The GARLIC runtime is coupled to the gcc-ada it is built against, so a pacman
hook (re)builds it in place automatically — on install and on every gcc-ada
upgrade (much like dkms rebuilds kernel modules), keeping it matched to the
toolchain with no user action. To rebuild it by hand after a toolchain change,
sudo /usr/lib/ipdsa/rebuild-rts.sh.
Layout
src/pcs/ the PCS runtime (spliced into a custom RTS):
s-rpc, s-parint, s-shasto -- System.* overrides
pcs_ipc -- channels/servers over interprocess streams
pcs_transport-- addressing, framing, serve pools, caching
pcs_zlib -- zlib binding (the gnatdist "zip filter")
pcs_config -- per-partition aDSA.config loader
src/nameserver/ pcs_nameserver (bootstrap/name service), pcs_dsm (shared store)
src/gnatdist/ pcs_gnatdist -- the .cfg-driven build tool
project/source/ Synchronization.Interprocess.Sockets (+ .IO) -- the
Master/Slave socket abstraction over Kazakov streams
third_party/ vendored Simple Components subset (see its README)
scripts/ build_rts.sh, build_nameserver.sh, build_gnatdist.sh, verify_fork.sh
examples/ demos + the real PolyORB examples/dsa configs (dsa-echo, dsa-bank,
dsa-mailboxes, ...) plus feature demos (concurrent, quiesce,
restart, version, bench-pool, ...)
Opt-in runtime switches
All off by default; set uniformly across a deployment. Each switch is an
environment variable, but a partition can instead (or also) read them from an
aDSA.config file in its own folder (next to its executable; the current
directory is a fallback) — handy for giving each partition its own settings
without exporting env vars. It is a list of KEY=VALUE lines (# comments and
blank lines ignored); only DSA_* keys (and SHARED_MEMORY_DIRECTORY) are
honoured, the file overrides the environment, and an empty value
(DSA_COMPRESS=) unsets an inherited one. For example:
# examples/echo/bin/aDSA.config
DSA_COMPRESS=1
DSA_SERVE_WORKERS=16
DSA_DSM_SERVER=ipdsa-dsm
| Variable | Effect |
|---|---|
DSA_NAME_SERVER=<name> |
the name server's endpoint name (default ipdsa-ns) |
DSA_XDR=1 (build) |
canonical XDR wire (kept for aDSA wire compatibility) |
DSA_COMPRESS=1 |
zlib-compress payloads |
DSA_SERVE_WORKERS=N / DSA_APC_WORKERS=N |
serve-pool sizes |
DSA_SOCKET_CACHE=0 |
disable per-peer channel caching |
DSA_QUIESCE=1 |
distributed quiescence-based termination |
DSA_DSM_SERVER=<name> |
route Shared_Passive through the store server (default off) |
DSA_SHM=1 |
Shared_Passive in shared memory (futex-locked, no server) |
DSA_SHM_PACKAGES=pkg[:cap],... |
shared-memory backend for just these packages |
DSA_SHM_MAX_BYTES=N |
default per-variable cap for DSA_SHM (default 64K, max 1M) |
Licensing
Distributed under the GNU General Public License v3.0 with the GCC Runtime
Library Exception — the same terms the GNAT runtime carries. See
LICENSE for the GPLv3 and COPYING.RUNTIME for
the exception (GCC RLE 3.1).
Because the PCS is spliced into the GNAT runtime and linked into every distributed program, the exception matters: a program built with ipDSA is not forced under the GPL — you may license your own application however you like, exactly as you can with the stock GNAT runtime.

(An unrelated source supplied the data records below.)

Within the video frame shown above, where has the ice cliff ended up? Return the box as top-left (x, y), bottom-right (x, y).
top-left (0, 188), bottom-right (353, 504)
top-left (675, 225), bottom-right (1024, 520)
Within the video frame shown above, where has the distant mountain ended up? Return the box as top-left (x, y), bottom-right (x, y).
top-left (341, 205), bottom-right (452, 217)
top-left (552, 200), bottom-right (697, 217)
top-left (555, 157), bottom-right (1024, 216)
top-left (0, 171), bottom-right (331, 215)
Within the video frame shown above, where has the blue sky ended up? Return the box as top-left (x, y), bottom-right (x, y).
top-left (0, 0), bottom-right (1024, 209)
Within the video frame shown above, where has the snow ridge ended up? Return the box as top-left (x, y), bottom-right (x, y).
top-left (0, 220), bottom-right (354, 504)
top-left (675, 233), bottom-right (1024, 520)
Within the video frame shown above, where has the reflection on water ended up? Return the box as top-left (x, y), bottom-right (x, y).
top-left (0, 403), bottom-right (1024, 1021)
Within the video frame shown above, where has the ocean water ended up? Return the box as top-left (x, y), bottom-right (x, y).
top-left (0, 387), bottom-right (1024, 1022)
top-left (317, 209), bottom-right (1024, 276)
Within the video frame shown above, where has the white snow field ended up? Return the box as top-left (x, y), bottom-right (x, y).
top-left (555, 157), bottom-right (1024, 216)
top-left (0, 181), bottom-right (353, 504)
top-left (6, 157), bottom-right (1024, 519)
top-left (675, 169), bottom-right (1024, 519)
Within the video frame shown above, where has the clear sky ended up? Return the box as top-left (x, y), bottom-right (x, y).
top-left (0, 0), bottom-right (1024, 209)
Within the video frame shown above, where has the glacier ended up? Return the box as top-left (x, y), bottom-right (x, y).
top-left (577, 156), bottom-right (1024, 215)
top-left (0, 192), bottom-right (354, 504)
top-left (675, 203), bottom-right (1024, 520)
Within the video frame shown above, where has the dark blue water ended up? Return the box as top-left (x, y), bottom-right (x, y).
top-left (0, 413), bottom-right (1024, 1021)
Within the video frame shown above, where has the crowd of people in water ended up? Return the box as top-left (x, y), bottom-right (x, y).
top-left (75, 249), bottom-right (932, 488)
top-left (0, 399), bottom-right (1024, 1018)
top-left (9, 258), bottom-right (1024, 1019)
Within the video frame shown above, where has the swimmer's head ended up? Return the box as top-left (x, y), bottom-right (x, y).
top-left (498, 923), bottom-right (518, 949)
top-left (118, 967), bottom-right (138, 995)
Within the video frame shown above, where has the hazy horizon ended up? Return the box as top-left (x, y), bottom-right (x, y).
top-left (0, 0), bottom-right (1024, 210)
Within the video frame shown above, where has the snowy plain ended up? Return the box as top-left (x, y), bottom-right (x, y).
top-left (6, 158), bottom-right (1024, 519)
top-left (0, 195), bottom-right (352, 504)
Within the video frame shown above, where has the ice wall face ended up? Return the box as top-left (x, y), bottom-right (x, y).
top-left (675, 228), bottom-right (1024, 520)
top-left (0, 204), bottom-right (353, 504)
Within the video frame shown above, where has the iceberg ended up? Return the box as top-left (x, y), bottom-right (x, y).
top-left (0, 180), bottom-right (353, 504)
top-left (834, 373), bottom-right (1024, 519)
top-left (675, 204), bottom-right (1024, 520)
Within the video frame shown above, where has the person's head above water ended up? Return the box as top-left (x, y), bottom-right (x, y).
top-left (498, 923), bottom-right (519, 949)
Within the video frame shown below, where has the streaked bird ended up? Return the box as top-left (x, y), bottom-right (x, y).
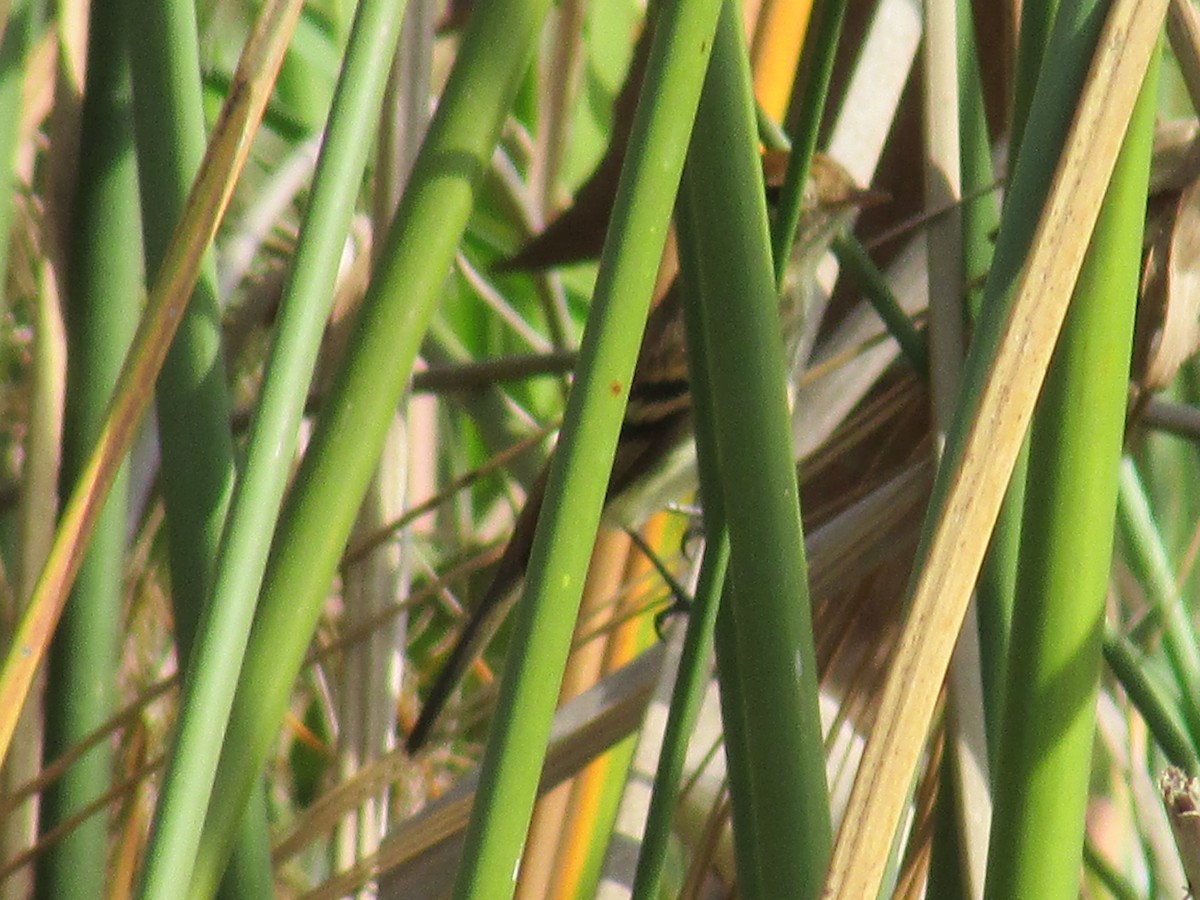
top-left (407, 155), bottom-right (877, 752)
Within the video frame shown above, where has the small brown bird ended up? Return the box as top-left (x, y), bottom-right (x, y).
top-left (407, 155), bottom-right (875, 754)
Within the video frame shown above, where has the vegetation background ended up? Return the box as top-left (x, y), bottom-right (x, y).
top-left (0, 0), bottom-right (1200, 898)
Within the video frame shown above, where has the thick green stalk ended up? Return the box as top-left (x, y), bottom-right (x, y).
top-left (634, 177), bottom-right (729, 900)
top-left (684, 4), bottom-right (832, 898)
top-left (959, 0), bottom-right (1025, 760)
top-left (37, 0), bottom-right (143, 898)
top-left (455, 0), bottom-right (719, 898)
top-left (130, 0), bottom-right (272, 898)
top-left (986, 38), bottom-right (1157, 900)
top-left (143, 0), bottom-right (404, 898)
top-left (175, 0), bottom-right (547, 895)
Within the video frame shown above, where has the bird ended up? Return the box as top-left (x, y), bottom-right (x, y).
top-left (406, 154), bottom-right (878, 755)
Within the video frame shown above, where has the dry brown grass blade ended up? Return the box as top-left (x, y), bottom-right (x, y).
top-left (288, 646), bottom-right (662, 900)
top-left (0, 0), bottom-right (302, 760)
top-left (823, 0), bottom-right (1166, 899)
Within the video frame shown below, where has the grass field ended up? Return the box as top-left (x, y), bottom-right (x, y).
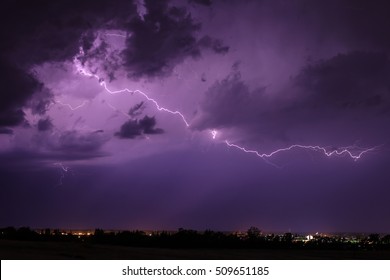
top-left (0, 240), bottom-right (390, 260)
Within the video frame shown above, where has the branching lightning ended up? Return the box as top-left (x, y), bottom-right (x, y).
top-left (224, 140), bottom-right (375, 160)
top-left (71, 46), bottom-right (376, 163)
top-left (53, 162), bottom-right (70, 187)
top-left (74, 48), bottom-right (190, 127)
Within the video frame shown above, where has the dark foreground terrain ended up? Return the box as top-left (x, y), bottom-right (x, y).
top-left (0, 240), bottom-right (390, 260)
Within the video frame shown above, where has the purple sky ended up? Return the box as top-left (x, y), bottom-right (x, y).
top-left (0, 0), bottom-right (390, 232)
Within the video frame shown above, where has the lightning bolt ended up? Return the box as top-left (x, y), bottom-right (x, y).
top-left (53, 162), bottom-right (70, 187)
top-left (224, 140), bottom-right (376, 160)
top-left (73, 46), bottom-right (377, 163)
top-left (73, 47), bottom-right (190, 127)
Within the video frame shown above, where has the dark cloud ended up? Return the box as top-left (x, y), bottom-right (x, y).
top-left (188, 0), bottom-right (212, 6)
top-left (0, 127), bottom-right (14, 135)
top-left (0, 0), bottom-right (136, 126)
top-left (295, 52), bottom-right (390, 109)
top-left (0, 0), bottom-right (227, 129)
top-left (122, 0), bottom-right (228, 77)
top-left (129, 101), bottom-right (145, 118)
top-left (52, 130), bottom-right (107, 155)
top-left (191, 52), bottom-right (390, 144)
top-left (37, 118), bottom-right (53, 131)
top-left (191, 67), bottom-right (264, 130)
top-left (115, 116), bottom-right (164, 139)
top-left (0, 59), bottom-right (41, 126)
top-left (199, 36), bottom-right (229, 54)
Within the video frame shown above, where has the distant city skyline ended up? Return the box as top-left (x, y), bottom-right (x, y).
top-left (0, 0), bottom-right (390, 233)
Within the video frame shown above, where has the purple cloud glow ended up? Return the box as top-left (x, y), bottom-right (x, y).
top-left (0, 0), bottom-right (390, 232)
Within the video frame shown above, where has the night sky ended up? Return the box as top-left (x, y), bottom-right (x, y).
top-left (0, 0), bottom-right (390, 233)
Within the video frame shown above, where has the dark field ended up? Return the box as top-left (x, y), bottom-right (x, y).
top-left (0, 240), bottom-right (390, 260)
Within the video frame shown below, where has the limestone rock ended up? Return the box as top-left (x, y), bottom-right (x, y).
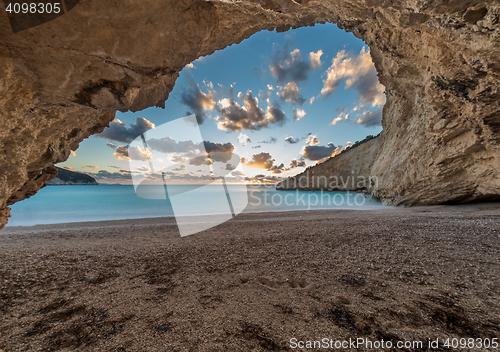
top-left (0, 0), bottom-right (500, 226)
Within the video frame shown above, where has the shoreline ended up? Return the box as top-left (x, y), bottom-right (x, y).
top-left (0, 202), bottom-right (500, 238)
top-left (0, 203), bottom-right (500, 352)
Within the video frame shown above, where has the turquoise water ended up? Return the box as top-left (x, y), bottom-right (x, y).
top-left (7, 185), bottom-right (387, 226)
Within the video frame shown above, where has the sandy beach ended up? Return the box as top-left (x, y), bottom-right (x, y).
top-left (0, 203), bottom-right (500, 352)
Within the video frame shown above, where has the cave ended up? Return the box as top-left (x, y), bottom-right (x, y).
top-left (0, 0), bottom-right (500, 227)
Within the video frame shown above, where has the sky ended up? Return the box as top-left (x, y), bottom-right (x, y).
top-left (58, 24), bottom-right (385, 184)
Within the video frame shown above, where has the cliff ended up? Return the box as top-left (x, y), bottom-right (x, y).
top-left (276, 137), bottom-right (379, 192)
top-left (47, 167), bottom-right (98, 186)
top-left (0, 0), bottom-right (500, 227)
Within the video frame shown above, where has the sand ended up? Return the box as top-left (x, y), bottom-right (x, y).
top-left (0, 204), bottom-right (500, 352)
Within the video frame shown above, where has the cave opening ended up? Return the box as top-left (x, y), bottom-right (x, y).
top-left (7, 23), bottom-right (385, 225)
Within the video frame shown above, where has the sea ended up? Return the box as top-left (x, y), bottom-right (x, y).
top-left (7, 185), bottom-right (388, 226)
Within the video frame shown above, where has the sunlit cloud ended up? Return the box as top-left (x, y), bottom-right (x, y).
top-left (309, 50), bottom-right (323, 70)
top-left (321, 47), bottom-right (385, 107)
top-left (215, 90), bottom-right (286, 132)
top-left (96, 117), bottom-right (155, 142)
top-left (293, 109), bottom-right (306, 121)
top-left (238, 133), bottom-right (251, 146)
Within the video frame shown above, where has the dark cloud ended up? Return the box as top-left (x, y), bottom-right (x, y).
top-left (269, 45), bottom-right (312, 84)
top-left (321, 47), bottom-right (385, 107)
top-left (241, 152), bottom-right (285, 174)
top-left (189, 154), bottom-right (213, 166)
top-left (285, 136), bottom-right (300, 144)
top-left (181, 76), bottom-right (216, 125)
top-left (97, 117), bottom-right (155, 144)
top-left (203, 141), bottom-right (234, 163)
top-left (113, 145), bottom-right (151, 161)
top-left (258, 136), bottom-right (278, 144)
top-left (290, 159), bottom-right (306, 169)
top-left (245, 174), bottom-right (283, 184)
top-left (216, 90), bottom-right (286, 132)
top-left (172, 165), bottom-right (186, 171)
top-left (267, 163), bottom-right (285, 174)
top-left (357, 108), bottom-right (382, 127)
top-left (301, 134), bottom-right (337, 161)
top-left (241, 152), bottom-right (274, 170)
top-left (293, 109), bottom-right (306, 121)
top-left (278, 82), bottom-right (307, 105)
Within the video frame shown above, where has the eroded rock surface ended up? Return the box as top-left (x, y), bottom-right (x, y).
top-left (0, 0), bottom-right (500, 226)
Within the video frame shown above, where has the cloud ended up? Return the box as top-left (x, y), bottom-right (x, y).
top-left (215, 90), bottom-right (285, 132)
top-left (277, 82), bottom-right (307, 105)
top-left (97, 117), bottom-right (155, 144)
top-left (309, 50), bottom-right (323, 70)
top-left (181, 75), bottom-right (216, 125)
top-left (330, 108), bottom-right (349, 125)
top-left (357, 108), bottom-right (382, 127)
top-left (306, 134), bottom-right (319, 146)
top-left (203, 141), bottom-right (234, 163)
top-left (113, 145), bottom-right (151, 161)
top-left (258, 136), bottom-right (278, 144)
top-left (241, 152), bottom-right (285, 174)
top-left (267, 163), bottom-right (285, 174)
top-left (238, 133), bottom-right (251, 146)
top-left (168, 154), bottom-right (186, 164)
top-left (293, 109), bottom-right (306, 121)
top-left (300, 135), bottom-right (337, 161)
top-left (245, 174), bottom-right (283, 184)
top-left (285, 136), bottom-right (299, 144)
top-left (290, 159), bottom-right (306, 169)
top-left (173, 165), bottom-right (186, 171)
top-left (147, 136), bottom-right (200, 154)
top-left (189, 154), bottom-right (213, 166)
top-left (269, 46), bottom-right (312, 84)
top-left (241, 152), bottom-right (275, 170)
top-left (321, 47), bottom-right (385, 107)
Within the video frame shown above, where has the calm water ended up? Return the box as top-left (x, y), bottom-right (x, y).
top-left (7, 185), bottom-right (387, 226)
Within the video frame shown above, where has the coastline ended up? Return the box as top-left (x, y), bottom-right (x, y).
top-left (0, 203), bottom-right (500, 352)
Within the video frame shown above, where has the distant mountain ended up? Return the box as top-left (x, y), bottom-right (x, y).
top-left (47, 166), bottom-right (98, 186)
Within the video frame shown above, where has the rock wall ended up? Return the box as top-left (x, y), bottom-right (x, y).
top-left (0, 0), bottom-right (500, 227)
top-left (47, 167), bottom-right (98, 186)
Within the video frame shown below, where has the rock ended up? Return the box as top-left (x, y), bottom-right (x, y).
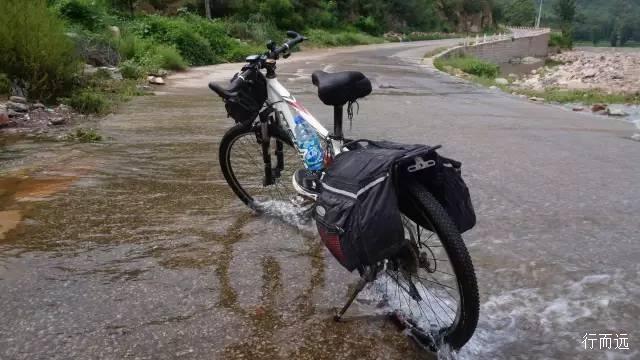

Some files are derived from the GNAT run-time library (src/pcs/s-rpc.*,
src/pcs/s-parint.*, src/pcs/s-shasto.adb) and carry that same lineage. The
vendored Simple Components subset is GM-GPL (GPL + linking exception; see
third_party/simple_components/README.md). The reference DSA personality and
acceptance-test corpus come from the charlie5/PolyORB fork.
Reference
docs/users-guide.md— practical guide to writing, building, running and configuring a DSA application.docs/contract.md—exp_distcontract, wire format,RE_*checklist (PCS internals).- Simple Components: https://www.dmitry-kazakov.de/ada/components.htm
- PolyORB (DSA personality, acceptance examples): https://github.com/charlie5/PolyORB
- GARLIC (older, simpler PCS): https://github.com/reznikmm/garlic
- Ada RM Annex E; GNAT
gcc/ada/exp_dist.adb,s-rpc.ads,s-parint.ads.